NEW e-Book! An Electric Kayak
Build an Entry Level Electric Power Boat for $500

  • Great for Kayak Fishing
  • Troll for 3 hrs. at 1.7 mph with a Single 6Ah Battery Pack
  • DIY Step-By-Step Instructions

Introduction & Background

To make life a little easier for myself, I invested $200 for a “sit-upon” ten-foot kayak to replace my “sit-in” 10-foot kayak. At my very senior age, getting in and out of a sit-in kayak is quite a chore! I added a pair of sturdy handles and a home-made wood mast and boom. Since the boat is basically built like the boards that are so popular today, I thought that I could install a small sail and control the direction of the boat with the paddle. That did not work. I then added a weighted centerboard, but the board still did not sail well. I decided that building a sizable rudder would have to be the next step.

While I was weighing the pros and cons of various sailing rigs, I spent a day at my favorite beach in Hingham, a town in Boston Harbor dating back to 1636. The beach is muddy at low tide, consequently, it is not a busy place. The town runs a sailing school nearby where they start the kids on Optimists (Optis) 8-foot skiffs. Their 35 square foot sail and 7.5-foot mast seemed about right for my new kayak.

The Opti was designed by an American, Clark Mills, in 1947. He built the largest pram that he could get out of two sheets of plywood. It went on to become one of the most popular ?sailing dinghies in the world. He donated the plans to the Optimist Club.

Getting back to my day at the beach, as I was walking to the sailing school to find out how the kids rigged their Opti, I noticed that there was not a bit of wind. I fully expected to find a group of kids with very long faces. On the contrary, they could not have been happier. Some of the kids were laying at the bottom of their boats, paddling with their hands, others were using the boat's scupper for water fights and some were just happy to jump in the water from the dock with their clothes and sneakers on. I could not help wondering why grown-ups can’t enjoy a day on the water as much as the kids do. I think that the grown-ups could if boats were more reasonably priced (a new Sunfish costs $5000) and the boats were easy to transport, set up and launch.
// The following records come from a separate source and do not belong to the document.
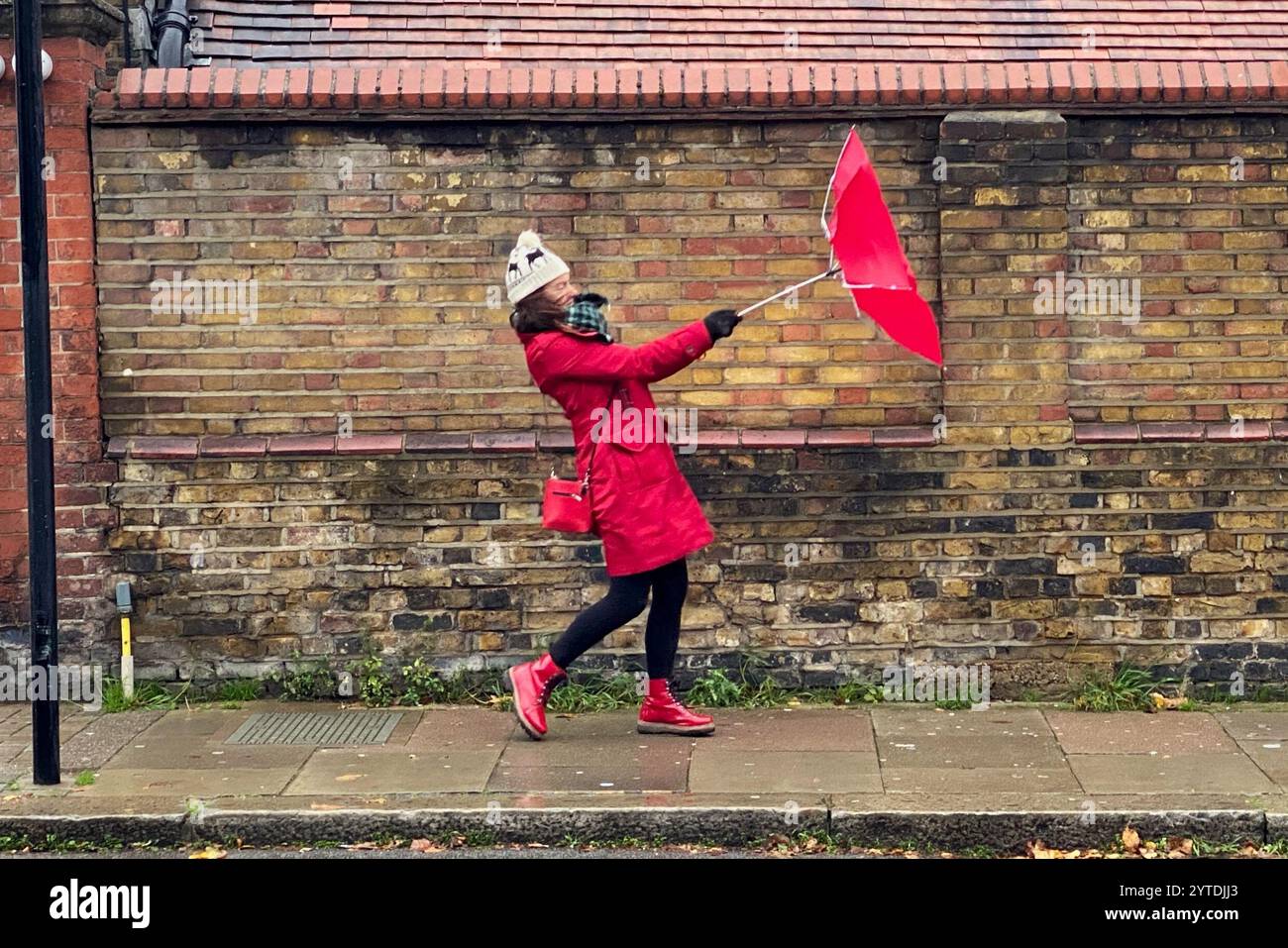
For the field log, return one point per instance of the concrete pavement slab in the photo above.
(174, 753)
(1180, 773)
(980, 780)
(911, 720)
(393, 771)
(1271, 756)
(782, 772)
(1254, 725)
(970, 751)
(462, 727)
(1176, 732)
(793, 729)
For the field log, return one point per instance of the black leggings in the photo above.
(627, 595)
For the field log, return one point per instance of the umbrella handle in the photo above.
(831, 272)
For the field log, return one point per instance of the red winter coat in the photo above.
(644, 509)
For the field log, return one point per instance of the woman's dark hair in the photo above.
(536, 313)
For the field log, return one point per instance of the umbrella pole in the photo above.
(831, 272)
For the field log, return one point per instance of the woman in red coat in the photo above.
(644, 511)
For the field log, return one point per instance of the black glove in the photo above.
(720, 322)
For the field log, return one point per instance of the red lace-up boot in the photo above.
(662, 712)
(531, 685)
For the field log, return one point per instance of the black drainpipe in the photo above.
(172, 34)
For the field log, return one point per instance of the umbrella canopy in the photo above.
(872, 264)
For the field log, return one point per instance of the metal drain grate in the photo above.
(316, 728)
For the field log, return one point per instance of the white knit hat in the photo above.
(532, 265)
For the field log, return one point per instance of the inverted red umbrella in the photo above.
(867, 254)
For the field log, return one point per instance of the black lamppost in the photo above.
(40, 410)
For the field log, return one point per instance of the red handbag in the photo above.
(566, 504)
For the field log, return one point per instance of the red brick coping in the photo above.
(163, 449)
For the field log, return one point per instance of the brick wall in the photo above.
(1197, 209)
(80, 468)
(1095, 487)
(832, 561)
(374, 290)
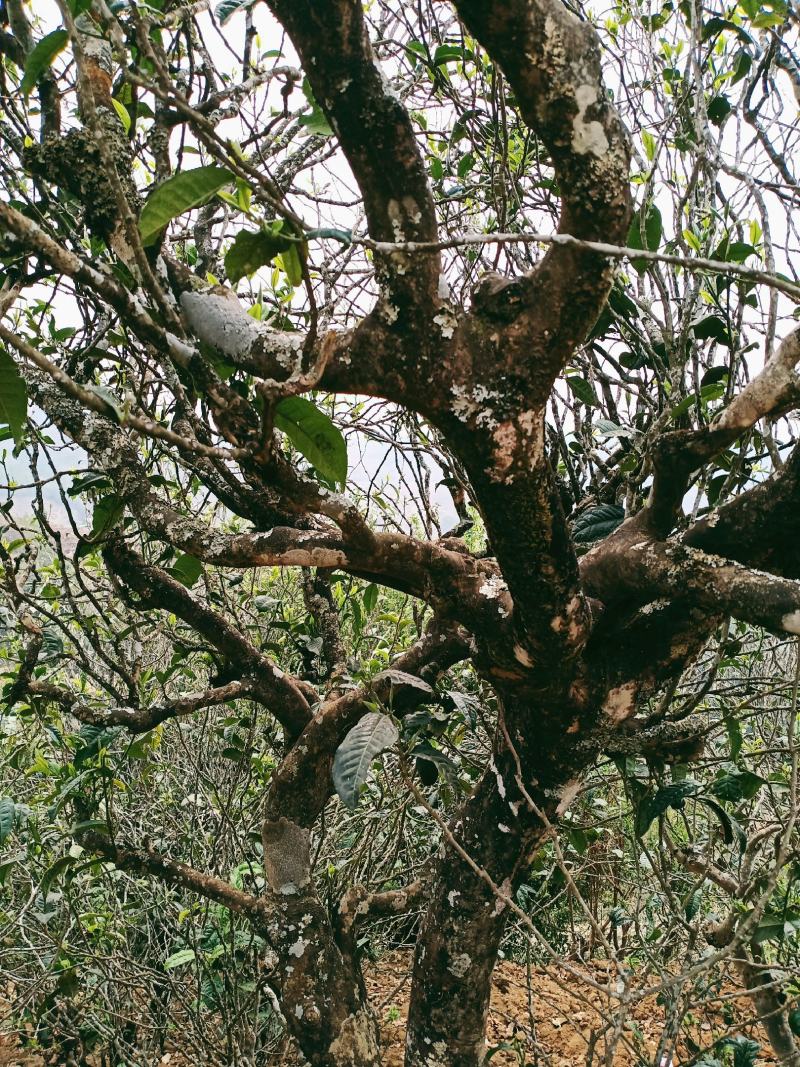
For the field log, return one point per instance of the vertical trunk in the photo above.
(771, 1008)
(458, 945)
(321, 990)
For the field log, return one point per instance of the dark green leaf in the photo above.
(735, 785)
(187, 570)
(41, 58)
(719, 108)
(227, 9)
(581, 389)
(345, 236)
(669, 796)
(373, 734)
(292, 261)
(179, 193)
(731, 829)
(746, 1051)
(596, 523)
(8, 817)
(112, 404)
(13, 396)
(251, 250)
(645, 233)
(107, 513)
(314, 435)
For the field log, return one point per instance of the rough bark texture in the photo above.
(572, 648)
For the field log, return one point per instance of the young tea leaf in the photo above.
(314, 435)
(370, 736)
(179, 193)
(13, 396)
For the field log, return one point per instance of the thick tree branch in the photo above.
(376, 134)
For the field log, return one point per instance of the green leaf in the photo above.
(227, 9)
(41, 58)
(777, 926)
(314, 435)
(187, 570)
(344, 236)
(645, 233)
(107, 513)
(179, 193)
(581, 389)
(179, 958)
(596, 523)
(735, 785)
(292, 264)
(8, 817)
(369, 598)
(251, 250)
(123, 113)
(669, 796)
(735, 739)
(373, 734)
(54, 871)
(13, 396)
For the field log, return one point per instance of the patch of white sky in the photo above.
(326, 195)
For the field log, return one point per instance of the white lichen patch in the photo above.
(500, 904)
(620, 703)
(493, 587)
(498, 776)
(506, 439)
(460, 965)
(588, 136)
(446, 321)
(568, 795)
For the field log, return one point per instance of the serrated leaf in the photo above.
(251, 250)
(111, 402)
(184, 191)
(731, 829)
(8, 817)
(345, 236)
(596, 523)
(735, 785)
(314, 435)
(122, 112)
(669, 796)
(581, 389)
(41, 58)
(187, 569)
(370, 736)
(53, 872)
(227, 9)
(13, 396)
(292, 260)
(179, 958)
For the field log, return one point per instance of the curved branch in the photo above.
(376, 134)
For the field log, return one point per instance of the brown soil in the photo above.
(553, 1026)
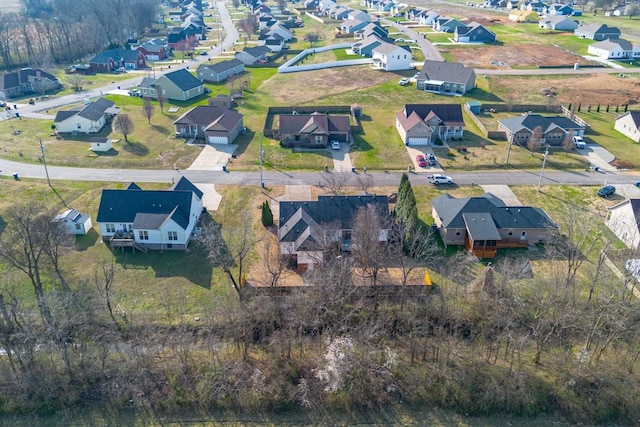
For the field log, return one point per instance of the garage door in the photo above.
(218, 140)
(418, 141)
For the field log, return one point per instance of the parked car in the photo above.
(439, 179)
(578, 142)
(606, 191)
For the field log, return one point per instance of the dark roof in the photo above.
(531, 121)
(222, 66)
(451, 211)
(11, 80)
(208, 116)
(340, 210)
(445, 71)
(117, 55)
(313, 124)
(147, 209)
(183, 79)
(450, 114)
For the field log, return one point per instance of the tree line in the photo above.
(559, 335)
(50, 32)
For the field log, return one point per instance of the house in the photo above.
(74, 222)
(558, 23)
(110, 60)
(554, 129)
(623, 220)
(485, 224)
(523, 16)
(614, 49)
(596, 32)
(423, 124)
(220, 71)
(447, 78)
(89, 118)
(389, 57)
(307, 228)
(628, 124)
(473, 33)
(252, 55)
(313, 130)
(26, 81)
(444, 24)
(179, 85)
(213, 124)
(150, 219)
(100, 145)
(154, 50)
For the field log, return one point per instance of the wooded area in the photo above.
(50, 32)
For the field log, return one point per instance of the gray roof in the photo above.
(209, 117)
(451, 212)
(445, 71)
(146, 209)
(183, 79)
(223, 66)
(531, 121)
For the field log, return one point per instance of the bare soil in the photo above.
(516, 56)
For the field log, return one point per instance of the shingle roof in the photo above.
(183, 79)
(144, 208)
(451, 210)
(208, 117)
(531, 121)
(445, 71)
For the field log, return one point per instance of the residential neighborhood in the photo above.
(286, 212)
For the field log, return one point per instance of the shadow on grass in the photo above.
(170, 263)
(87, 241)
(135, 148)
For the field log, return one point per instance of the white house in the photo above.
(390, 57)
(623, 221)
(74, 221)
(628, 124)
(90, 118)
(154, 219)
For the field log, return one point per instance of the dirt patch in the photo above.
(308, 86)
(516, 56)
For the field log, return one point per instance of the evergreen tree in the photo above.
(267, 215)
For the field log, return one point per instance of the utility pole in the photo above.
(544, 160)
(261, 160)
(44, 160)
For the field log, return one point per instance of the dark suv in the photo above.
(606, 191)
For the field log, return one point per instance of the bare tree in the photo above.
(335, 181)
(123, 124)
(147, 108)
(535, 140)
(229, 246)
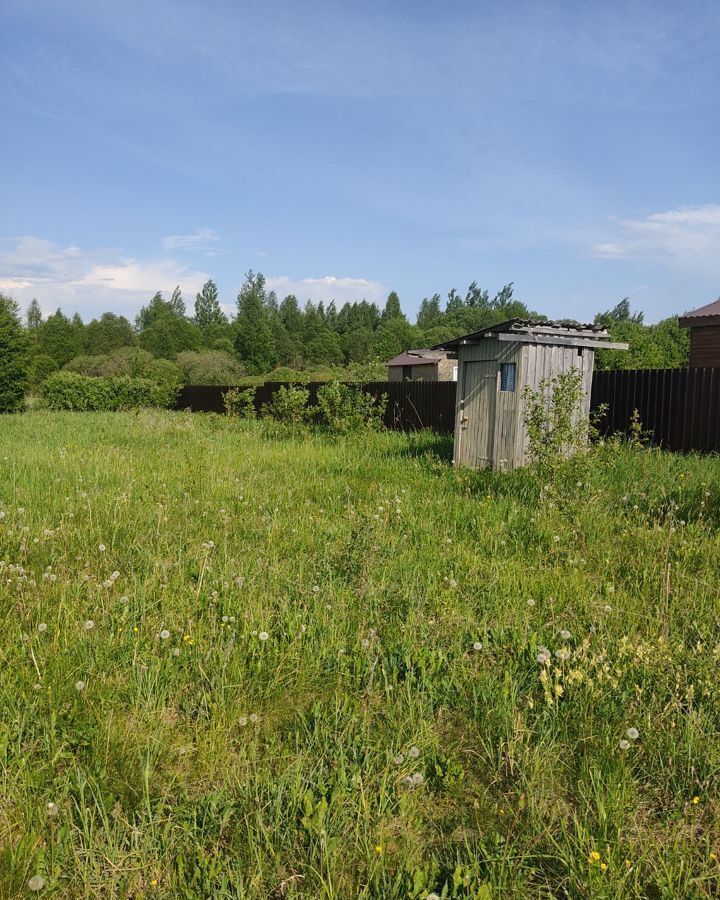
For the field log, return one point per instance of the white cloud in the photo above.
(204, 240)
(327, 288)
(688, 237)
(87, 281)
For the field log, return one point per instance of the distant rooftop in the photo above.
(536, 326)
(415, 358)
(696, 316)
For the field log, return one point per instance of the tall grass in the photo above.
(335, 667)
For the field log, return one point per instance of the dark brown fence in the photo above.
(411, 405)
(679, 407)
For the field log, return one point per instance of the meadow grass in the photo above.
(242, 662)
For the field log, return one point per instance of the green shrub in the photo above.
(84, 393)
(239, 403)
(288, 405)
(40, 368)
(343, 408)
(209, 367)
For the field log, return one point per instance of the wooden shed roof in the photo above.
(538, 332)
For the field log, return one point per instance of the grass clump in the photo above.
(332, 666)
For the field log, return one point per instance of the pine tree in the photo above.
(254, 339)
(33, 314)
(13, 357)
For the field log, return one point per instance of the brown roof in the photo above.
(697, 316)
(418, 358)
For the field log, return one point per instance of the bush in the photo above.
(13, 357)
(239, 403)
(134, 363)
(344, 408)
(41, 367)
(83, 393)
(209, 367)
(288, 405)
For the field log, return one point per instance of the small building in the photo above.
(423, 365)
(496, 364)
(704, 325)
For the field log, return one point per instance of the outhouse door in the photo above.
(476, 413)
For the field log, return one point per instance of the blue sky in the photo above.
(347, 149)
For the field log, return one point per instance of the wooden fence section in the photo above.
(411, 405)
(680, 408)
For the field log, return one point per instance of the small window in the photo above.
(507, 376)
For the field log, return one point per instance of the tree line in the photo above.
(266, 334)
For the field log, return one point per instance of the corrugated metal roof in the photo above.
(408, 358)
(559, 328)
(709, 311)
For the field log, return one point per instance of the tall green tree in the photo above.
(208, 313)
(58, 337)
(33, 316)
(13, 357)
(108, 333)
(254, 340)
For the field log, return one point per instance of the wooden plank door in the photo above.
(476, 414)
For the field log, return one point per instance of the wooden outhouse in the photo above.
(495, 365)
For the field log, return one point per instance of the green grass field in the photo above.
(237, 662)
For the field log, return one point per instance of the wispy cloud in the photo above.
(329, 287)
(686, 237)
(87, 280)
(205, 240)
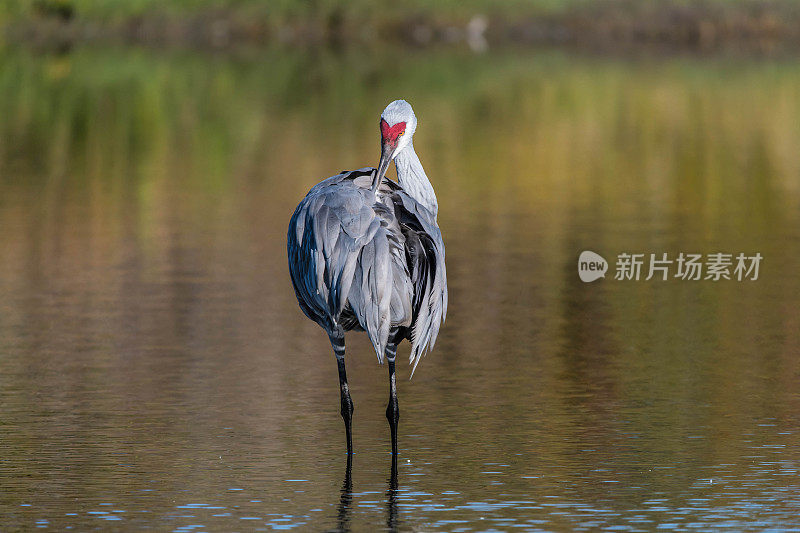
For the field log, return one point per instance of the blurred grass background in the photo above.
(222, 23)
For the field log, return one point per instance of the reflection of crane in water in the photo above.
(366, 254)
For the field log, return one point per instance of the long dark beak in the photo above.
(386, 158)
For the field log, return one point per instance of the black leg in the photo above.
(393, 409)
(347, 402)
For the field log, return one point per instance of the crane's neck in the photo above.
(413, 180)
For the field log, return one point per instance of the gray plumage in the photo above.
(371, 262)
(366, 253)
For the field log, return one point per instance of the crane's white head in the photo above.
(398, 124)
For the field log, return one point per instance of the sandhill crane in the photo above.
(366, 254)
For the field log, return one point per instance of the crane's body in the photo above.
(366, 253)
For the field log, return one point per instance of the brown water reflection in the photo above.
(156, 371)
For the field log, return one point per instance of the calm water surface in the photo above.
(155, 371)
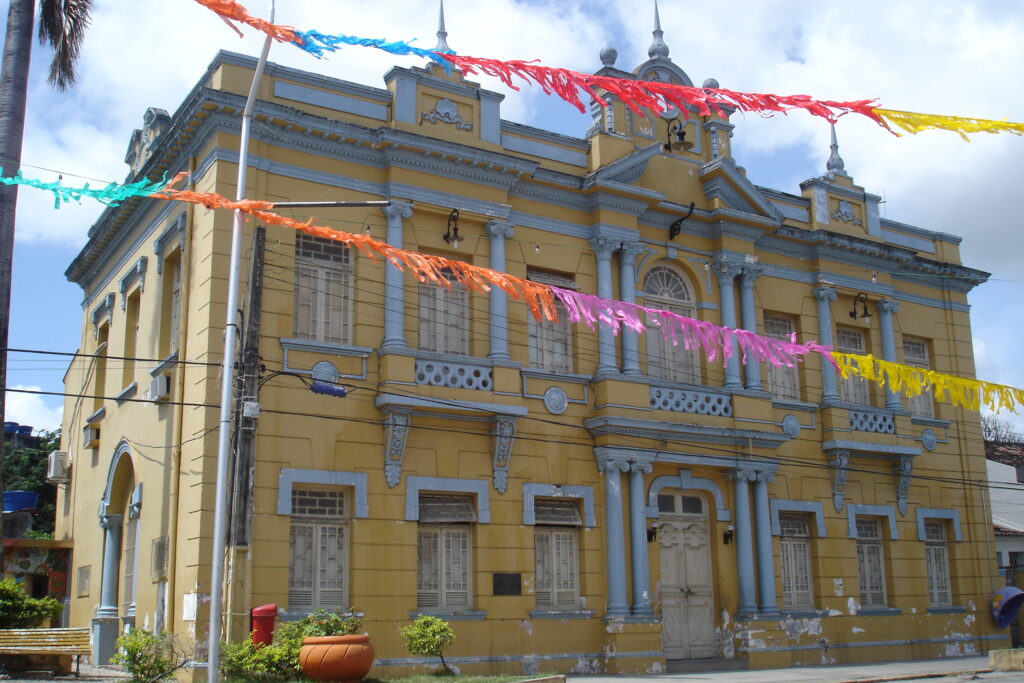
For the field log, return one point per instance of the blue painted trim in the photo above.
(877, 643)
(531, 491)
(331, 100)
(852, 510)
(560, 614)
(813, 507)
(686, 480)
(290, 476)
(938, 513)
(415, 484)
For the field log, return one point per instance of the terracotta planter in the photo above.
(336, 657)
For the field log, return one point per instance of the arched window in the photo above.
(666, 289)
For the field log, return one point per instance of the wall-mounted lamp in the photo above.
(452, 233)
(676, 129)
(864, 314)
(677, 225)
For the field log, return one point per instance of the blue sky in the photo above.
(942, 56)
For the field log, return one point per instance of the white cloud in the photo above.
(30, 409)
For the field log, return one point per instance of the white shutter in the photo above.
(428, 568)
(300, 580)
(457, 570)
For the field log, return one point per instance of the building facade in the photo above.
(516, 476)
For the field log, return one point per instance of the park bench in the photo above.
(46, 641)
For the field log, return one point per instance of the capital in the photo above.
(499, 229)
(397, 210)
(824, 293)
(887, 306)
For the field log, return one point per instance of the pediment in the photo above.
(722, 180)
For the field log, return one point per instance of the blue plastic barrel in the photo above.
(19, 500)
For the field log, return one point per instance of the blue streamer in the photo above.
(112, 195)
(317, 44)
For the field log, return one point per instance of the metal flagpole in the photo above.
(227, 385)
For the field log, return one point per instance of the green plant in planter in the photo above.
(17, 610)
(151, 657)
(428, 636)
(280, 659)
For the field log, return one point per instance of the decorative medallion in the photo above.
(555, 400)
(446, 112)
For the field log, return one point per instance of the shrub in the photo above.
(280, 659)
(17, 610)
(428, 636)
(150, 657)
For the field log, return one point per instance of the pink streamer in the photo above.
(693, 335)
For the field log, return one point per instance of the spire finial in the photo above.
(657, 47)
(835, 162)
(441, 33)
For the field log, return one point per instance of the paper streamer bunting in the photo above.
(111, 195)
(961, 391)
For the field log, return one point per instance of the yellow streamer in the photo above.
(910, 381)
(914, 123)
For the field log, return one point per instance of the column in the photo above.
(638, 536)
(744, 552)
(614, 535)
(825, 295)
(726, 272)
(750, 316)
(886, 309)
(394, 296)
(498, 316)
(766, 563)
(603, 247)
(627, 291)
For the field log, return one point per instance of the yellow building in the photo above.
(570, 500)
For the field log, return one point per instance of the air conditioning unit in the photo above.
(56, 466)
(160, 388)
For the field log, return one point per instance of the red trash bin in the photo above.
(261, 624)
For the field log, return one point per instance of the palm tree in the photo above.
(62, 25)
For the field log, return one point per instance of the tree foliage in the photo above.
(17, 610)
(428, 636)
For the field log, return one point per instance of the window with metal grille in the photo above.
(782, 381)
(158, 564)
(915, 353)
(443, 552)
(317, 570)
(128, 563)
(667, 290)
(323, 290)
(444, 317)
(870, 562)
(852, 389)
(795, 556)
(84, 574)
(551, 343)
(937, 561)
(557, 566)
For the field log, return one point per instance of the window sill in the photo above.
(946, 609)
(461, 615)
(127, 392)
(879, 611)
(561, 613)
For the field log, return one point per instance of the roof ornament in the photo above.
(657, 47)
(835, 163)
(441, 33)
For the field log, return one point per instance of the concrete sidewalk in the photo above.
(964, 668)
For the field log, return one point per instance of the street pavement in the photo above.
(962, 669)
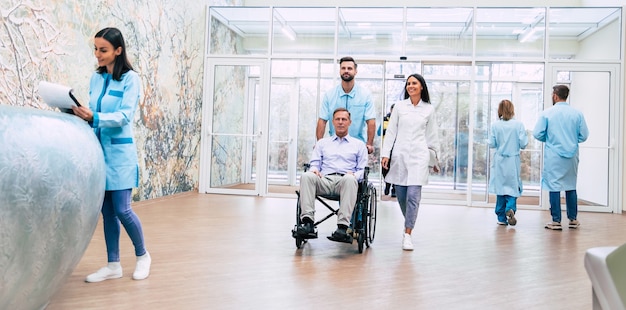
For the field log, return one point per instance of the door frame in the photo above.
(261, 117)
(615, 169)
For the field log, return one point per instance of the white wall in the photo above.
(439, 3)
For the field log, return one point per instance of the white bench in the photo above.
(606, 267)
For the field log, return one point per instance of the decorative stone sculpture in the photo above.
(52, 180)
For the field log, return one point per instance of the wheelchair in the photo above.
(363, 224)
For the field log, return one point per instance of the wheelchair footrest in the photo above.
(295, 234)
(340, 238)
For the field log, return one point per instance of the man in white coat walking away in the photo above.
(561, 128)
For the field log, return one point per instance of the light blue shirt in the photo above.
(339, 155)
(358, 101)
(567, 129)
(508, 138)
(114, 104)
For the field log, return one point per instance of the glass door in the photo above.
(234, 139)
(593, 90)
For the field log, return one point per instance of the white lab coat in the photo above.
(411, 131)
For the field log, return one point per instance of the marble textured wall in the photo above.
(52, 40)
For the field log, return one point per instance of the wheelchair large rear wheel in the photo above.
(371, 214)
(360, 240)
(299, 240)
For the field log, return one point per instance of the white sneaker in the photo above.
(407, 244)
(142, 269)
(105, 273)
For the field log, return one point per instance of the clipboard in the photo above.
(58, 96)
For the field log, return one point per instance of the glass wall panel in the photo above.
(304, 31)
(370, 31)
(449, 89)
(576, 33)
(239, 30)
(510, 32)
(439, 31)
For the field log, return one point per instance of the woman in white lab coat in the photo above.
(411, 132)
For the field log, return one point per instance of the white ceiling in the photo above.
(495, 23)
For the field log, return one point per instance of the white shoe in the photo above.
(142, 269)
(105, 273)
(407, 244)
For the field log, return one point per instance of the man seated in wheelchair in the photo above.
(337, 165)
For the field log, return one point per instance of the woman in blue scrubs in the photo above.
(114, 92)
(508, 136)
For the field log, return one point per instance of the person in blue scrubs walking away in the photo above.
(561, 128)
(508, 136)
(114, 92)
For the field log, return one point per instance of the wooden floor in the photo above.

During the water tests of the Opti sailing rig, I encountered a gusty day and capsized the kayak twice. Fortunately, I was not far from shore and the boat righted itself without taking on water. The incident reminded me that kayaking can be a dangerous sport. Before venturing out too far, it is wise to learn to right the boat and practice getting back on board, take a lesson at a sailing school if necessary. At that point it was late in the season, I put the sailing idea on hold and started my new winter project: An Electric Kayak.